Daniel Cormier just provided the roadmap for understanding why UFC BJJ has been so hostile to other promotions. The former two-division champion’s recent comments about college wrestling salaries don’t just explain the disappearance of American wrestlers from MMA’s elite ranks—they expose the exact vulnerability that Craig Jones and his grappling revolution are exploiting.
Cormier’s revelation is stark: collegiate wrestlers who once earned $750 to $1,000 per month—essentially competing for “food and housing”—now command $100,000 to $400,000 annually. Elite high school prospects are pulling six figures before even stepping on a college mat.
“I used to think it was impossible that there would be no American MMA stars in the UFC pound-for-pound top 10. But now there really isn’t a single one,”
Cormier explained during the UFC 322 weigh-in show, half-jokingly blaming Jon Jones for leaving the rankings.
“What’s kil ling us is that colleges started paying wrestlers. In the last 5 years they’ve started paying really well.”
In the past five years, only Bo Nickal and Gable Steveson made the transition from elite wrestling to MMA—and Steveson explored every other option first.
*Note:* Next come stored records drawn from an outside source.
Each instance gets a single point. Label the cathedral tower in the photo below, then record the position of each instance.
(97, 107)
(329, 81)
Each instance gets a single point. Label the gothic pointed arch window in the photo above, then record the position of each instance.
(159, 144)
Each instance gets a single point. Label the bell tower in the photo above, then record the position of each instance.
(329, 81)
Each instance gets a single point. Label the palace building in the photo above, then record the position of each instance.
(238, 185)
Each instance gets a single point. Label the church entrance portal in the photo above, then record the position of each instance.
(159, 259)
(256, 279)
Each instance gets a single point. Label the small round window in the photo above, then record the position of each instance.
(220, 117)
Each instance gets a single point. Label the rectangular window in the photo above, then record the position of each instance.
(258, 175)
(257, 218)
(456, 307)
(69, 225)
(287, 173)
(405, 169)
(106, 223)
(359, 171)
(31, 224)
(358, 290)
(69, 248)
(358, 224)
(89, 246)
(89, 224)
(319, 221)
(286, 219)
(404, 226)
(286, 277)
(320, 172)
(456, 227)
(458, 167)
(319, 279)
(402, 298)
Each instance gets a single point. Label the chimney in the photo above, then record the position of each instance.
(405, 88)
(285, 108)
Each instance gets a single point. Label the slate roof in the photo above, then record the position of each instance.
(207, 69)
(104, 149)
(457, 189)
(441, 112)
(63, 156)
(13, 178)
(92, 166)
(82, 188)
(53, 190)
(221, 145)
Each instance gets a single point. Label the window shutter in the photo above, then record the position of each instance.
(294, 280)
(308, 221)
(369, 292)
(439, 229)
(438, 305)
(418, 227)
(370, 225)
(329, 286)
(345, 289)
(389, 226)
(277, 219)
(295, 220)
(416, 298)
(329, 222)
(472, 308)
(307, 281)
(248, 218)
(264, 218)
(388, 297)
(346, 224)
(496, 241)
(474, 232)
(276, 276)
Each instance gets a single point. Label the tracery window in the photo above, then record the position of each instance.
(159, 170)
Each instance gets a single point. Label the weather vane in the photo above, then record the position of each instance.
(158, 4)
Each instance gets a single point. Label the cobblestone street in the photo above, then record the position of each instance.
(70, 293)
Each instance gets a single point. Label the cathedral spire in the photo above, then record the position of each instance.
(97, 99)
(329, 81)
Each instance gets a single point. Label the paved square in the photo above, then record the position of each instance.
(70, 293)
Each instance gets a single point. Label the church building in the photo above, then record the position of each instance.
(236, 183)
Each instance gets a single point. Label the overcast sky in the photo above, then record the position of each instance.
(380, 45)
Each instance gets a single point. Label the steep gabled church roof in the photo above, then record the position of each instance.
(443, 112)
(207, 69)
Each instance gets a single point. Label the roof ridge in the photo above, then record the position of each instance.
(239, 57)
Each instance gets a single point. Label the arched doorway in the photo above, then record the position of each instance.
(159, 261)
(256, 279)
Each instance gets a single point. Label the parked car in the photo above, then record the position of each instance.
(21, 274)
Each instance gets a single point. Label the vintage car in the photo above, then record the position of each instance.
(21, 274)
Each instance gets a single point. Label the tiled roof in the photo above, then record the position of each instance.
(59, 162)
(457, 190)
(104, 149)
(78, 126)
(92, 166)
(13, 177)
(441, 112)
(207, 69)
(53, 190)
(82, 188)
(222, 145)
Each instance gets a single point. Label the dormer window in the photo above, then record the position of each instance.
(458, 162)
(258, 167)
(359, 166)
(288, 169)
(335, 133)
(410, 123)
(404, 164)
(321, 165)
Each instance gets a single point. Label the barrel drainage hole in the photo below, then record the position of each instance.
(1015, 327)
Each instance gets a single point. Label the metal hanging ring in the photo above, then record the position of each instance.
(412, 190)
Steveson has been unable to get the WWE fans behind him due to a legal loophole which allowed him to avoid criminal charges in 2019.
Meanwhile, the historical foundation of American UFC dominance reads like a wrestling roster: Jones, Kamaru Usman, Colby Covington, Chris Weidman, Henry Cejudo, and Cormier himself.
“All the American top MMA stars who were in the P4P rankings were wrestlers,”
Cormier noted.
“And now there’s no reason for them to go.”
The financial calculus that changed everything for wrestlers is now playing out in Brazilian Jiu-Jitsu.
Consider the math facing a UFC newcomer: $12,000 to show, $12,000 to win. Even for established contenders like Arman Tsarukyan, who disclosed he earns approximately $300,000 per victory, the reality is harsh. After 30% in taxes, 5% to his gym, 5% to trainers, and 15% to management, he’s left with roughly 45% of his purse—and that’s before covering two to three months of training camp expenses.
“If you lost, you earned something like 100 [thousand],”
Tsarukyan explained.
“Well, 30 is not bad. Then the trainer ends up cutting off almost 50%. Five for the gym, five for the trainers, 15 managers, 2-3 months of preparation and you break even.”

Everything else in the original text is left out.